Sondrio, in tre anni si sono licenziati più di cento fra Asa, Oss e infermieri. Dopo la cancellazione di 15 posti letto interviene il Partito democratico. .

Casa di riposo più stretta. I tagli a palazzo Pretorio

Casa di riposo più stretta. I tagli a palazzo Pretorio

Il problema soppressione di 15 posti letto alla casa di riposo finisce a palazzo Pretorio. Cosa intende fare l’amministrazione comunale? Chiede in estrema sintesi il Pd con un’interrogazione che verrà discussa nella seduta del Consiglio comunale del prossimo 23 febbraio.
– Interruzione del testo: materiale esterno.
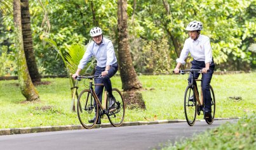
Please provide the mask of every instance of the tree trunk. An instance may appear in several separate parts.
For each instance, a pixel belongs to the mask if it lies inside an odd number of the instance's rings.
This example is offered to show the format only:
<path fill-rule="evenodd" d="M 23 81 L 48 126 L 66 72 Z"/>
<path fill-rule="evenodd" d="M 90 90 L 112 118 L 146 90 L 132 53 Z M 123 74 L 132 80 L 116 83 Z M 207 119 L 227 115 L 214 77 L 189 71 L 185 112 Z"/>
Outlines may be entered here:
<path fill-rule="evenodd" d="M 142 94 L 136 92 L 142 89 L 142 85 L 138 79 L 130 53 L 127 31 L 127 0 L 118 0 L 118 58 L 122 87 L 125 91 L 125 103 L 128 108 L 131 109 L 133 108 L 129 106 L 145 109 Z"/>
<path fill-rule="evenodd" d="M 139 90 L 142 85 L 134 69 L 127 31 L 127 0 L 118 0 L 118 58 L 124 91 Z"/>
<path fill-rule="evenodd" d="M 29 0 L 20 0 L 20 2 L 22 4 L 21 5 L 22 35 L 27 65 L 32 82 L 41 82 L 41 76 L 38 72 L 33 49 Z"/>
<path fill-rule="evenodd" d="M 29 76 L 22 37 L 20 1 L 13 0 L 13 20 L 16 32 L 15 46 L 18 51 L 18 76 L 20 90 L 27 101 L 40 100 L 38 92 Z"/>

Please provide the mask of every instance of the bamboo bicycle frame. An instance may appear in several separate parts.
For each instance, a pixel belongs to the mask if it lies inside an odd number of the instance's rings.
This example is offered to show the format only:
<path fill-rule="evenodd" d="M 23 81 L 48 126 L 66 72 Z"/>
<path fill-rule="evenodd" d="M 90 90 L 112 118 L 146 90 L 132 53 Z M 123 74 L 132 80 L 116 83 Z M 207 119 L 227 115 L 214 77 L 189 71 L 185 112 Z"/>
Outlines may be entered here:
<path fill-rule="evenodd" d="M 202 81 L 202 79 L 196 79 L 195 81 Z M 194 86 L 196 86 L 196 84 L 194 85 Z M 196 86 L 196 88 L 194 88 L 195 89 L 195 94 L 196 94 L 196 101 L 198 102 L 198 104 L 199 106 L 202 106 L 203 105 L 203 91 L 202 91 L 202 89 L 201 89 L 201 99 L 199 99 L 199 95 L 198 95 L 198 86 Z"/>

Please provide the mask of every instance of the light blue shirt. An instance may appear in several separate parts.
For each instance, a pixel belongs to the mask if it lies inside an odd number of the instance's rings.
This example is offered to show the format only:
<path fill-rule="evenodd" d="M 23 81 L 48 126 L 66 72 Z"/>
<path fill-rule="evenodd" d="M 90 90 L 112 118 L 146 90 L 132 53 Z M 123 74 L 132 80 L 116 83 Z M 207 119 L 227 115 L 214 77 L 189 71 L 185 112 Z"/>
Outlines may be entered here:
<path fill-rule="evenodd" d="M 185 59 L 189 53 L 194 59 L 210 64 L 212 61 L 212 51 L 209 37 L 200 34 L 196 41 L 191 37 L 187 39 L 185 41 L 180 58 L 177 59 L 176 61 L 185 64 Z"/>
<path fill-rule="evenodd" d="M 105 67 L 107 65 L 111 66 L 118 61 L 113 44 L 111 41 L 103 37 L 102 42 L 98 45 L 92 41 L 87 47 L 86 51 L 81 59 L 78 68 L 83 69 L 89 59 L 95 56 L 97 61 L 97 65 L 100 67 Z"/>

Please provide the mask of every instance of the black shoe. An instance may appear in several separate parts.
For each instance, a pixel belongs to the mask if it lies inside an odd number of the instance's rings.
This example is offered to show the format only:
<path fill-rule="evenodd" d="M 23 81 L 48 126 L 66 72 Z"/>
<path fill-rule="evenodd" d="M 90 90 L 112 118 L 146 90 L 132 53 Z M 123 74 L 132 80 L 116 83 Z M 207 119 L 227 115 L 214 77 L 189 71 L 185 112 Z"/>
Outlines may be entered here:
<path fill-rule="evenodd" d="M 194 96 L 191 96 L 189 99 L 189 101 L 193 101 L 193 99 L 194 99 Z"/>
<path fill-rule="evenodd" d="M 89 123 L 93 123 L 95 121 L 96 119 L 96 115 L 94 116 L 92 120 L 90 120 L 88 121 Z M 100 124 L 101 122 L 100 122 L 100 115 L 98 115 L 98 120 L 96 122 L 96 124 Z"/>
<path fill-rule="evenodd" d="M 212 122 L 212 116 L 211 111 L 205 111 L 205 119 L 206 120 L 209 122 Z"/>
<path fill-rule="evenodd" d="M 116 103 L 116 99 L 114 96 L 109 96 L 109 109 L 114 108 Z"/>

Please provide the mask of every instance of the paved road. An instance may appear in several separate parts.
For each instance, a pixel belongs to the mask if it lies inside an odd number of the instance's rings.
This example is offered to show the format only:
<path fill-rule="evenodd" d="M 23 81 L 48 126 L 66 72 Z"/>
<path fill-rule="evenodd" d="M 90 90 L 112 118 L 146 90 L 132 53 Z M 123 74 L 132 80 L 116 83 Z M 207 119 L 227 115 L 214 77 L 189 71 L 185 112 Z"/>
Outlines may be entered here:
<path fill-rule="evenodd" d="M 215 120 L 211 125 L 197 122 L 193 127 L 176 123 L 2 135 L 0 149 L 159 149 L 226 122 L 237 120 Z"/>

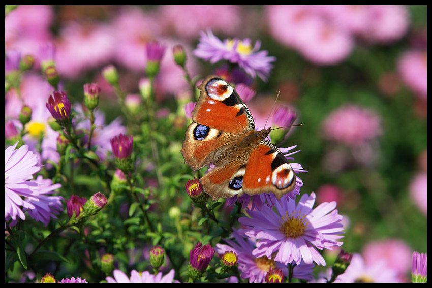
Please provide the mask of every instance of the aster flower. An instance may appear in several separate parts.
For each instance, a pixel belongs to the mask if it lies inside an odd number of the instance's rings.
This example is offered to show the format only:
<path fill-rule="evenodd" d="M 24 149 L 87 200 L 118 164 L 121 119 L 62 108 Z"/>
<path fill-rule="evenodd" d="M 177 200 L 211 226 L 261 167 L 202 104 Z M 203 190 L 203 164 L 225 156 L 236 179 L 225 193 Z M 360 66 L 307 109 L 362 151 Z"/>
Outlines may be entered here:
<path fill-rule="evenodd" d="M 365 262 L 359 254 L 353 254 L 350 266 L 335 282 L 342 283 L 397 283 L 400 280 L 396 271 L 379 258 Z"/>
<path fill-rule="evenodd" d="M 54 91 L 53 97 L 50 95 L 46 107 L 60 125 L 65 127 L 70 124 L 71 102 L 66 93 Z"/>
<path fill-rule="evenodd" d="M 240 277 L 242 279 L 249 279 L 250 283 L 262 283 L 265 280 L 265 276 L 270 267 L 280 269 L 282 273 L 288 275 L 287 265 L 266 256 L 256 258 L 253 254 L 256 246 L 252 238 L 243 238 L 235 229 L 234 229 L 232 236 L 234 237 L 233 240 L 224 239 L 228 245 L 217 244 L 217 252 L 218 254 L 223 254 L 226 251 L 232 251 L 237 254 L 238 270 L 241 273 Z M 314 266 L 313 264 L 304 263 L 296 265 L 294 267 L 293 277 L 310 280 L 312 278 Z"/>
<path fill-rule="evenodd" d="M 35 206 L 34 209 L 28 210 L 28 215 L 46 226 L 52 218 L 57 219 L 56 215 L 63 211 L 63 204 L 61 203 L 64 200 L 63 197 L 48 196 L 54 193 L 54 190 L 60 188 L 61 184 L 57 183 L 51 185 L 52 181 L 50 179 L 43 179 L 42 175 L 38 176 L 36 180 L 32 181 L 39 185 L 39 195 L 37 200 L 33 198 L 26 199 Z"/>
<path fill-rule="evenodd" d="M 331 250 L 342 245 L 342 216 L 335 210 L 336 202 L 325 202 L 315 209 L 315 194 L 303 194 L 298 204 L 287 197 L 276 202 L 276 211 L 268 206 L 261 211 L 250 211 L 251 218 L 239 222 L 246 226 L 245 234 L 259 239 L 253 254 L 266 256 L 285 264 L 315 262 L 325 265 L 317 249 Z"/>
<path fill-rule="evenodd" d="M 290 157 L 290 156 L 300 151 L 300 150 L 297 150 L 290 153 L 290 151 L 296 147 L 297 145 L 294 145 L 288 148 L 279 148 L 279 149 L 284 154 L 285 157 L 288 160 L 290 161 L 290 164 L 291 164 L 295 173 L 298 174 L 300 172 L 307 172 L 307 171 L 306 170 L 303 169 L 301 164 L 291 162 L 294 158 Z M 261 194 L 252 195 L 252 196 L 245 194 L 239 197 L 235 196 L 227 198 L 227 205 L 228 206 L 233 206 L 235 204 L 237 200 L 238 200 L 239 203 L 242 203 L 242 207 L 243 209 L 246 209 L 248 207 L 249 203 L 252 200 L 252 206 L 250 207 L 250 210 L 261 210 L 264 205 L 266 203 L 268 206 L 273 207 L 276 202 L 281 201 L 283 198 L 289 197 L 291 199 L 295 199 L 297 196 L 300 195 L 300 188 L 303 186 L 303 180 L 296 175 L 295 177 L 295 186 L 294 189 L 292 191 L 289 192 L 285 196 L 282 197 L 281 199 L 277 199 L 276 196 L 273 193 L 262 193 Z M 287 199 L 288 200 L 288 198 L 287 198 Z"/>
<path fill-rule="evenodd" d="M 155 276 L 148 271 L 140 273 L 133 270 L 131 272 L 130 278 L 123 272 L 117 269 L 114 270 L 114 278 L 107 277 L 106 280 L 108 283 L 178 283 L 178 281 L 174 280 L 174 269 L 171 269 L 163 277 L 162 272 L 159 272 Z"/>
<path fill-rule="evenodd" d="M 244 70 L 253 78 L 258 76 L 264 81 L 270 74 L 272 62 L 276 60 L 267 56 L 267 51 L 259 51 L 261 41 L 257 40 L 253 48 L 248 38 L 225 39 L 223 42 L 215 36 L 210 30 L 207 34 L 200 33 L 200 43 L 193 51 L 194 55 L 214 63 L 221 60 L 235 63 Z"/>
<path fill-rule="evenodd" d="M 72 277 L 70 279 L 68 278 L 63 278 L 57 283 L 88 283 L 85 279 L 81 279 L 80 277 L 77 277 L 76 279 Z"/>
<path fill-rule="evenodd" d="M 283 283 L 284 282 L 284 273 L 281 269 L 274 269 L 270 267 L 270 270 L 265 275 L 266 283 Z"/>
<path fill-rule="evenodd" d="M 132 154 L 133 148 L 133 136 L 130 137 L 121 133 L 110 140 L 112 152 L 117 159 L 126 159 Z"/>
<path fill-rule="evenodd" d="M 36 209 L 30 200 L 38 201 L 40 194 L 38 183 L 28 181 L 41 170 L 36 166 L 38 157 L 26 145 L 15 150 L 18 143 L 5 150 L 5 219 L 12 219 L 12 225 L 18 218 L 25 219 L 21 206 L 23 209 Z"/>
<path fill-rule="evenodd" d="M 341 106 L 324 121 L 326 137 L 351 147 L 382 133 L 381 118 L 374 111 L 354 105 Z"/>
<path fill-rule="evenodd" d="M 414 252 L 411 265 L 413 283 L 426 283 L 427 281 L 427 253 Z"/>
<path fill-rule="evenodd" d="M 198 242 L 189 253 L 189 265 L 198 271 L 205 271 L 214 255 L 214 251 L 209 243 L 202 246 L 200 242 Z"/>
<path fill-rule="evenodd" d="M 147 55 L 146 72 L 150 78 L 154 77 L 159 71 L 159 64 L 165 53 L 166 47 L 156 41 L 151 41 L 145 46 Z"/>

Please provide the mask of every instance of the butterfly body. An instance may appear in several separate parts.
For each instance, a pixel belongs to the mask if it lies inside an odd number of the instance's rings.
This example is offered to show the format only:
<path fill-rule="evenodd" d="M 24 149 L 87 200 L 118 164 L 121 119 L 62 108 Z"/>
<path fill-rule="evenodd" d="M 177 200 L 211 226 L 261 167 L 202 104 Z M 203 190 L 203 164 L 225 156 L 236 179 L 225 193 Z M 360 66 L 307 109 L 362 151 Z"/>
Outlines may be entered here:
<path fill-rule="evenodd" d="M 212 163 L 199 179 L 214 200 L 219 197 L 272 192 L 278 198 L 295 185 L 286 158 L 266 140 L 271 128 L 255 130 L 249 109 L 222 78 L 208 76 L 192 111 L 181 153 L 192 170 Z"/>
"Apprendiamo dalla stampa che è in corso la soppressione di 15 posti letto dalla struttura della casa di riposo di via Lusardi, tale taglio sarebbe motivato dalla cronica carenza di operatori Asa, Oss, e infermieri (un’emergenza provinciale, regionale e nazionale che sta contribuendo a mettere in ginocchio il sistema sanitario nella sua globalità, ndr.). Le figure professionali attualmente mancanti sarebbero circa una ventina. Esiste un forte legame tra l’amministrazione comunale e la Casa di riposo Città di Sondrio onlus in quanto tre dei cinque membri del Consiglio di Amministrazione vengono nominati dal sindaco". Nelle premesse si legge poi che "la soppressione dei 15 posti letto di via Lusardi ed il trasferimento riduce di circa un terzo la capacità della struttura di via Lusardi e vengono comunque a mancare dal computo totale. Vi è una lunga lista d’attesa per l’accesso alla casa di riposo, la perdita di questi numeri aggrava ulteriormente la carenza cronica di posti a svantaggio dei cittadini che ne hanno necessità".

Appurato che "dal 2020 ad oggi risulta che si siano licenziati più di 80 Asa/Oss e 20 infermieri dalla Fondazione Casa di Riposo di Sondrio". L’interrogazione si conclude con la richiesta "al sindaco e alla Giunta: quali provvedimenti si stiano mettendo in atto per risolvere la grave situazione della Casa di Riposo di Sondrio e quando si prevede di ripristinare i posti mancanti". È di qualche giorno fa la denuncia giunta dall’associazione Uneba, sigla che rappresenta una fetta consistente delle ventuno Residenze sanitarie per anziani della provincia di Sondrio e resa nota da un comunicato congiunto di Cgil, Cisl e Uil, sulla forzata chiusura in provincia di 85 posti letto, un ulteriore segnale, se ancora ce ne fosse bisogno, dell’assoluta emergenza del settore. Tutto in una valle che diventa sempre più anziana, senza giovani.